SecureState rolled out a new audit program, called the HIPAA Gap Assessment. The program is similar to seals of quality offered by the Better Business Bureau or Good Housekeeping—it’s a logo that companies that have passed an audit are able to display on their website, or other marketing materials. The hope is that, over time, the seal will become an instantly recognizable testament to the privacy protection standards in place at that location.
About eight months ago, network security consulting firmBrian Dean, manager for audit compliance at SecureState, discussed the basics of the program.
24×7: What is the Seal?
Dean: The seal is a logo that lets healthcare providers, hospitals, service providers, and others show they have demonstrated regulatory compliance.
24×7: How does an entity obtain the Seal?
Dean: We use a framework to benchmark against the control to determine if proper controls are in place; for example, the National Institute of Standard and Technology framework can be used to review HIPAA compliance. Assuming you have all the controls in place, we can attest to that. We then issue a report, often up to 40 pages long. If controls are met, a seal can be issued. If controls are weak or missing, a remediation roadmap is constructed.
24×7: What does the audit process look like?
Dean: Step one is an audit. Coming out of the audit, you get a report. About 70% do not pass the first audit. We help create a remediation plan and the program is re-audited. Once they have the passing audit, they get the seal.
24×7: Who is the seal intended to be seen by?
Dean: When we put this program together, our core target audience were business associates. For them, the Seal can be a competitive advantage. For example, HIPAA requires covered entities to share data with business associates to perform work on their behalf (for example, a large hospital might provide patient data to printer to create and sending billing details to patients). They are required to perform due diligence on those third parties, before giving them patient health information. The seal performs some of the due diligence in selecting those business partners; it should let those companies with the seal rise to the top.
24×7: Other seals of quality, like the Better Business Bureau seal, are geared toward consumers who might not be well-versed in what makes a given product or service a good one. The seal you are offering seems to be geared toward experts. Why is a seal still valuable in this situation?

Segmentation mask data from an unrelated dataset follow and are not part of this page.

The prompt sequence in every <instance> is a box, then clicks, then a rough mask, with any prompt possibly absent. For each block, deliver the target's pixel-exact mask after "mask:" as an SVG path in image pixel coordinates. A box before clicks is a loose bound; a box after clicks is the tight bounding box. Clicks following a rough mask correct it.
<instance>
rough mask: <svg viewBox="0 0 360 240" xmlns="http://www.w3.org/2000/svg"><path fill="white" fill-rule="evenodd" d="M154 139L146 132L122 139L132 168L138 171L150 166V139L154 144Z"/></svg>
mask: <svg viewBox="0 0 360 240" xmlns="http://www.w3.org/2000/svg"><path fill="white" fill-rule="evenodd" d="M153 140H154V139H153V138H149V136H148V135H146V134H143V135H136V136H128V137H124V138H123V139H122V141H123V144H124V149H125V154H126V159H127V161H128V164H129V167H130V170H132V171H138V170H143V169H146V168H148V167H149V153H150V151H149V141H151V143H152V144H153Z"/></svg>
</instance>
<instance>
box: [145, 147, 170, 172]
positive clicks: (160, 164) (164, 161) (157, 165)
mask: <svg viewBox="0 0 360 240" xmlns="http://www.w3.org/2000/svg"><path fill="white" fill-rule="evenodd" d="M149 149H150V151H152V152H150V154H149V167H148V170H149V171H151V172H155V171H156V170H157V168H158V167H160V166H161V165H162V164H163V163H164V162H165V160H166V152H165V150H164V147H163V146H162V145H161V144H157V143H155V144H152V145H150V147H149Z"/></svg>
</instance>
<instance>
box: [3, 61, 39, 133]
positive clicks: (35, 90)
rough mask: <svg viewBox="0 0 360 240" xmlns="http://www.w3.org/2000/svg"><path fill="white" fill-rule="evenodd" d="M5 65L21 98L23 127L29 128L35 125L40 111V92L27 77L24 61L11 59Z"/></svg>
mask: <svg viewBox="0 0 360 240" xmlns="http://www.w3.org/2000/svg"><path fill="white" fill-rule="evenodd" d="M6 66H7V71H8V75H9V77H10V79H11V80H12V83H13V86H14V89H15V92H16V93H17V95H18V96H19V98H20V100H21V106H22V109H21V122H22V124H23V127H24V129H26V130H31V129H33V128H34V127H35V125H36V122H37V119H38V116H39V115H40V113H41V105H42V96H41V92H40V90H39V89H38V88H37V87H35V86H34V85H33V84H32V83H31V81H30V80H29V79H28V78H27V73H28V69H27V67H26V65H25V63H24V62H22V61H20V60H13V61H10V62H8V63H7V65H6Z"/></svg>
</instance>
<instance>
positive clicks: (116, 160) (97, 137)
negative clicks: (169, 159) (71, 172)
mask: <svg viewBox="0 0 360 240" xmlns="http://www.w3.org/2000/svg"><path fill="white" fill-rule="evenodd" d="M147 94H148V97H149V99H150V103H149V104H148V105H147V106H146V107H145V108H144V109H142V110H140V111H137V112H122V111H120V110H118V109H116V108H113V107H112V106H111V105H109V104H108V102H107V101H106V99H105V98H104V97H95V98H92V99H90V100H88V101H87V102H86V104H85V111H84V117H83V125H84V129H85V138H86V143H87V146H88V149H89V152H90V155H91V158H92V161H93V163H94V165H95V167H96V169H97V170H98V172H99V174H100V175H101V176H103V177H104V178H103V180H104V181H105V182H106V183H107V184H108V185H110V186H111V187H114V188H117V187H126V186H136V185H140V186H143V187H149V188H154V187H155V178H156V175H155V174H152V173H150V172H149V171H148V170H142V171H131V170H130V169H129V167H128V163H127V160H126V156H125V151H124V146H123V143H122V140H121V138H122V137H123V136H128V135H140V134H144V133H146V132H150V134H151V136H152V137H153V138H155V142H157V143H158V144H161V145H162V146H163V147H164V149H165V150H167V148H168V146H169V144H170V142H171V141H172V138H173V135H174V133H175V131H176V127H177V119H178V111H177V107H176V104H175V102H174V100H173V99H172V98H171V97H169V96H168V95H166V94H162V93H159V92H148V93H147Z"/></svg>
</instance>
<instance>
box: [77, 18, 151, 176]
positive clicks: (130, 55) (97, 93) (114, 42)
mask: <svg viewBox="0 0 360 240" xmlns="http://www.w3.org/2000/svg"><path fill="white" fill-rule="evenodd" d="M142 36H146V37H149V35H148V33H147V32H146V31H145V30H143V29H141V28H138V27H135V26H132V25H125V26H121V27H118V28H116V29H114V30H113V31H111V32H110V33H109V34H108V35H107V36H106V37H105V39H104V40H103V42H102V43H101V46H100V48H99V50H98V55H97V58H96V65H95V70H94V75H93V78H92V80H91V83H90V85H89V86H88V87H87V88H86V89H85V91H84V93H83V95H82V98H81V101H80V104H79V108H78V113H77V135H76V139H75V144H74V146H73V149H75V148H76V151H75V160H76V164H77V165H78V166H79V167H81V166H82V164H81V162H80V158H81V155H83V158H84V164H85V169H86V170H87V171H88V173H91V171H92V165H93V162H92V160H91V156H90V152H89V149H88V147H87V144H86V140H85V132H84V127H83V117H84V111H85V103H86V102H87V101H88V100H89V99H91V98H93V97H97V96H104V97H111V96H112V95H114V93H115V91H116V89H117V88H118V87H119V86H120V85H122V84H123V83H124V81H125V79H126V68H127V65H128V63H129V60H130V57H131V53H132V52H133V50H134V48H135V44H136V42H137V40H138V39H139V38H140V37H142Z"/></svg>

Dean: Patients should be taking an active role in protecting their confidential data. But similar to the privacy policy that financial institutions give their clients annually, few take the time to read the policy. The seal, helps reduce the step of reading and interpreting, by providing a third-party attestation that they are good security controls. It works the same for business associates, the seal should reduce their due diligence efforts.
The analogy does falls apart in that the BBB doesn’t have any clout, such as mandatory regulatory compliance. It’s just an impartial, outside observer. The seals that we provide when we go look at controls are up against federal regulations. It’s more analogous to the PCI attestation of compliance in the credit card industry.
24×7: Is the HHS’ own enforcement of HIPAA rules inadequate?
Dean: HHS is not in the audit service business. There is a compelling reason to institute a third-party audit program unless you have a very robust internal program. Fines can be expensive. Having someone validate your system is valuable. The competitive advantage is being able to tell your clients you protect data. Getting the seal doesn’t mean you’re bulletproof, but it shows that you’re serious and that you’ve done due diligence.